The Gram-Schmidt algorithm

This post is about the Gram-Schmidt procedure which transforms a set of vectors \(u_1, \dots u_n\) into a new set of vectors \(v_1, \dots, v_n\) which are orthonormal (ON) for some inner product \(\langle\cdot, \cdot \rangle\). This process is purely algebraïc and can be performed over any hilbert space, no matter its complexity: vectors, matrices, functions are vectors that can be ortho-normalized.

Deriving the algorithm

The first step

Suppose we want to achieve two things: we should have \(v_i \perp v_j\) and \(\lVert v_i\rVert = 1\) for any \(v_i, v_j\) in the new collection. Set \(v_1 = u_1 / \lVert u_1\rVert\) so that the second criterion is met.
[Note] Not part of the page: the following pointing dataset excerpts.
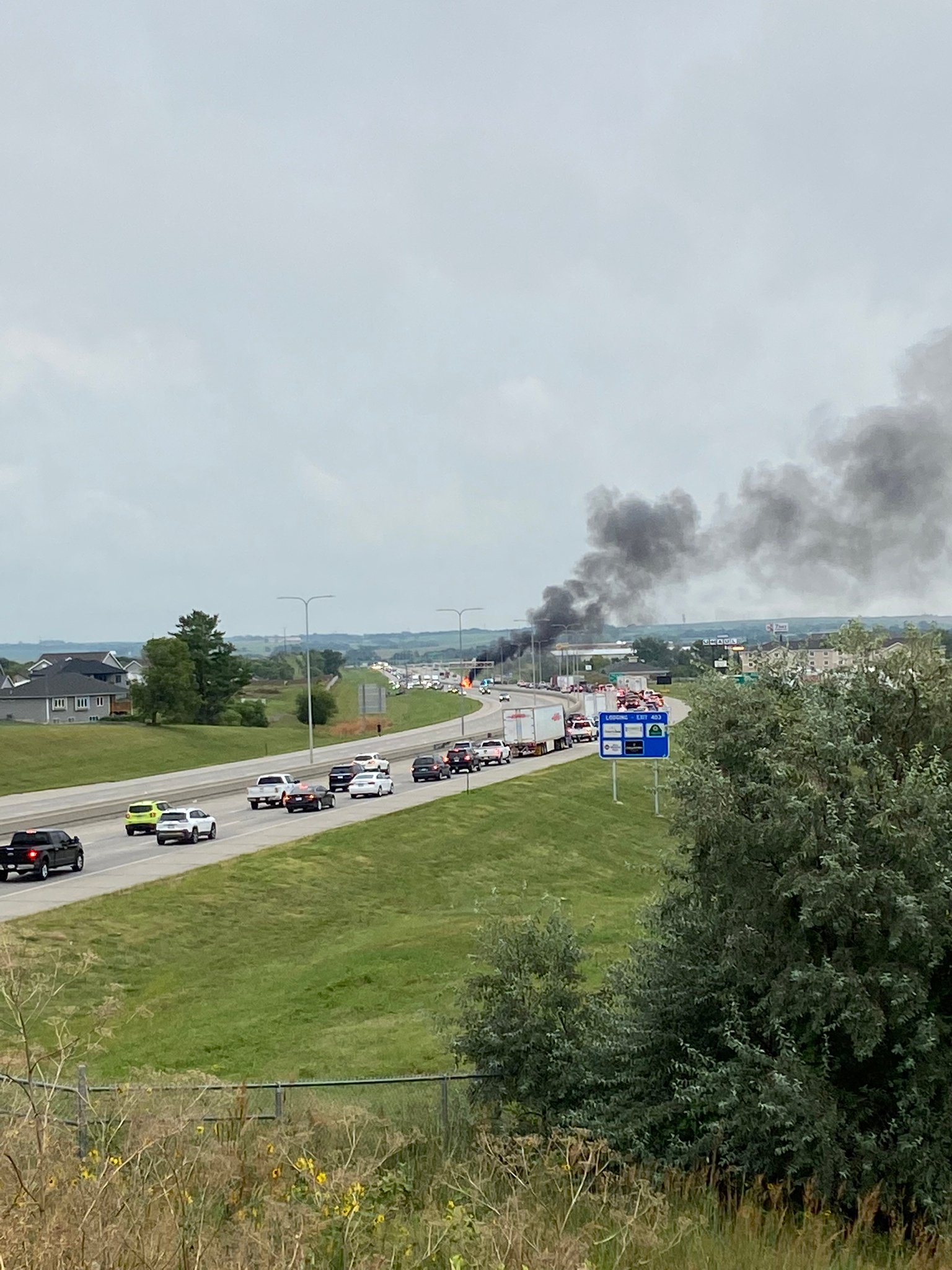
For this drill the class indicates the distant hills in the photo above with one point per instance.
(395, 644)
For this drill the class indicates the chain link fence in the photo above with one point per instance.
(437, 1108)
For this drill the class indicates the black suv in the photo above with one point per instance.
(431, 768)
(462, 758)
(37, 851)
(342, 775)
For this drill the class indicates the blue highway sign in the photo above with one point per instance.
(632, 734)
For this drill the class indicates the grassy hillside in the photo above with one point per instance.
(35, 757)
(340, 953)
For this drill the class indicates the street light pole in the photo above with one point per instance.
(307, 664)
(477, 609)
(522, 621)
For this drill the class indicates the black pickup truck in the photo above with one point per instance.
(462, 758)
(309, 798)
(37, 851)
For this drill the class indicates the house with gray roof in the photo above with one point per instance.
(65, 698)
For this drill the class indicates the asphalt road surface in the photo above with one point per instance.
(116, 861)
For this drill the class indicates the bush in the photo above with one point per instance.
(324, 705)
(524, 1016)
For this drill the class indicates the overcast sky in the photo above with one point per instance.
(364, 298)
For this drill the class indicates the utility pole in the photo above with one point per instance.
(307, 662)
(472, 609)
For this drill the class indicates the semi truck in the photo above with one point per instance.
(534, 730)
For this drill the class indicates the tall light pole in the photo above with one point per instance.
(563, 626)
(474, 609)
(307, 662)
(522, 621)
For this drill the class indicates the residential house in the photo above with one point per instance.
(808, 652)
(104, 667)
(64, 698)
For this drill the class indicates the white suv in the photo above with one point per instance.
(184, 825)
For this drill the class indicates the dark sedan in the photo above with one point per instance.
(431, 768)
(342, 775)
(309, 798)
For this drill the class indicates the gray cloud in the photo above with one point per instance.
(350, 276)
(873, 508)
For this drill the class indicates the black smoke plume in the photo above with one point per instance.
(871, 508)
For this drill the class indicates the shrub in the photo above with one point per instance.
(523, 1018)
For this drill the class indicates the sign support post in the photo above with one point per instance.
(633, 734)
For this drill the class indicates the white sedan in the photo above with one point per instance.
(372, 762)
(372, 784)
(184, 825)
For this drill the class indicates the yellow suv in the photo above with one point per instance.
(144, 815)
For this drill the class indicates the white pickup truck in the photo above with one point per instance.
(272, 790)
(493, 751)
(374, 762)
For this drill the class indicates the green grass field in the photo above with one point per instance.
(35, 757)
(342, 953)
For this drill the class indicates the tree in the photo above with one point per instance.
(324, 705)
(220, 672)
(332, 660)
(168, 689)
(524, 1016)
(791, 1015)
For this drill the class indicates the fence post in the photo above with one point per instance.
(444, 1109)
(82, 1105)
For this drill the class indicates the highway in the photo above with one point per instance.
(116, 861)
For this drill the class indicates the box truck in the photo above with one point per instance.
(532, 730)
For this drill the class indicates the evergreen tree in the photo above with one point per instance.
(220, 672)
(168, 689)
(791, 1014)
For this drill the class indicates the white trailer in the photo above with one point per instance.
(534, 730)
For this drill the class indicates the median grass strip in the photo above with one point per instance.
(38, 756)
(340, 953)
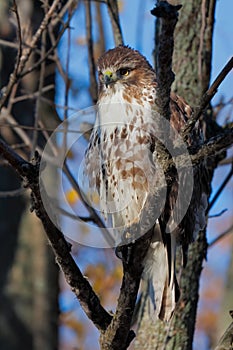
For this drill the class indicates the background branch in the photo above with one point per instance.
(79, 284)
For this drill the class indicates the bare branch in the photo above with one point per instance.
(221, 236)
(221, 188)
(207, 98)
(226, 340)
(114, 16)
(79, 285)
(93, 82)
(26, 52)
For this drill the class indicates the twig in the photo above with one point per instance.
(206, 99)
(217, 215)
(79, 285)
(19, 34)
(40, 87)
(46, 55)
(92, 69)
(221, 188)
(12, 193)
(221, 236)
(114, 16)
(26, 52)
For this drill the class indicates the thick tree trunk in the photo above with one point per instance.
(192, 66)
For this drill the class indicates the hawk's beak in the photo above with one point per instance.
(109, 78)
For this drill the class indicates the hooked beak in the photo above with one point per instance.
(109, 78)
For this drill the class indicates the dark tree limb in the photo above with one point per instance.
(114, 16)
(168, 15)
(26, 52)
(226, 341)
(78, 283)
(207, 98)
(91, 61)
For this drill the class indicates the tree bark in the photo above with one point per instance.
(28, 274)
(192, 66)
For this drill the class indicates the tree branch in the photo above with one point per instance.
(168, 15)
(226, 340)
(114, 16)
(207, 98)
(93, 82)
(79, 285)
(26, 52)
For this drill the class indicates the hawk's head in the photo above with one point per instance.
(124, 67)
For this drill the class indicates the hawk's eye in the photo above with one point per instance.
(124, 71)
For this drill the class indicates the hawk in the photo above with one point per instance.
(121, 166)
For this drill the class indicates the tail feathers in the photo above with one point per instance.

The simplest and most intuitive way to transform a set of vectors \(\{u_i\}_i\) into another \(\{v_i\}_i\) is by a linear map. Let us try to construct \(v_2\) as a linear combination of \(u_2\) and \(v_1\): \(v_2 = a\,u_2 + bv_1\). We must have

\begin{align} \langle v_1, v_2\rangle & = a\langle v_1, u_2\rangle + b\langle v_2, v_2\rangle \\ & = a\langle v_1, u_2\rangle + b = 0 \end{align}

So \(b\) must be proportional to \(-\langle v_1, u_2\rangle\) the projection of the new vector \(u_2\) onto \(v_1\). Further, if we want that \(\langle v_2, v_2\rangle = 1\) we must set \(a= 1/\lVert u_2 \rVert\) and thus $$b = -a\langle v_1, u_2\rangle =\; – \frac{\langle v_1, u_2\rangle}{\lVert u_2 \rVert}$$

Iterating the process

Suppose we have applied the process \(i-1\) times, so that we have an orthonormal family of \(i-1\) vectors \(\{v_j\}_j\) and a new vector \(u_i\). We wish to find a linear combination again:

$$ v_i = \gamma_0u_i + \sum_{j=1}^{i-1}\gamma_{j}v_j $$

If we solve for \(1 \leq k \leq i-1\) the equation \(\langle v_i, v_k\rangle = 0\), because we have \(\langle v_j, v_k\rangle = 0\) for any \(j\neq k\), we obtain that

$$ \langle v_i, v_k\rangle = \gamma_0\langle u_i, v_k\rangle + \gamma_k\langle v_k, v_k\rangle = \gamma_0\langle u_i, v_k\rangle + \gamma_k = 0 $$

this condition, together with the unit norm constraint, gives solutions

$$ \begin{cases} & \gamma_0 = \dfrac{1}{\lVert u_i \rVert} \\ & \\ & \gamma_k =\; -\gamma_0\langle u_i, v_k\rangle =\; -\dfrac{\langle u_i, v_k\rangle}{\lVert u_i \rVert} \end{cases} $$ we thus obtain the Gram-Schmidt algorithm at step \(i\):

$$ v_i \gets \dfrac{1}{\lVert u_i \rVert}\,u_i -\,\sum_{j=1}^{i-1}\dfrac{\langle u_i, v_j\rangle}{\lVert u_i \rVert}\,v_j $$

The QR decomposition

Assume the vectors \(u_1, \dots u_n\) are the columns \(a_j\in\mathbb{R}^n\) of a matrix \(\mathrm{A} = \left[ a_{ij} \right]_{i,j = 1}^n\). We can apply the algorithm to the vectors \(a_j\) with the inner product \(\langle x, y \rangle \triangleq x^\mathsf{T} y\). Denote \(q_1, \dots, q_n\) the ON family obtained. We can then revert the Gram-Schmidt equations to get

\begin{align} a_i = \lVert a_i\rVert\cdot\sum_{j=1}^i \langle a_i, q_j \rangle q_j &= \sum_{j=1}^i \lVert a_i\rVert\cdot\langle a_i, q_j \rangle q_j \\ &= \sum_{j=1}^i r_{ji}q_j = \left[\mathrm{QR}\right]_i \end{align} With \(\mathrm{Q}\) a unitary matrix and \(\mathrm{R}\) upper triangular, as \(r_{ji} = 0\) for \(j > i\).

Linear dependence

Finally, notice that if we have linearly dependent vectors in the original family \(\{u_i\}_i\), the Gram-Schmidt update becomes \(0\) after the rank of the original family is reached. If \(\{u_i\}_{i=1}^n\) has rank \(p\), then the ON family is

$$\{v_j\}_{j=1}^n = \{ v_1, \dots, v_p, 0, \dots, 0 \}$$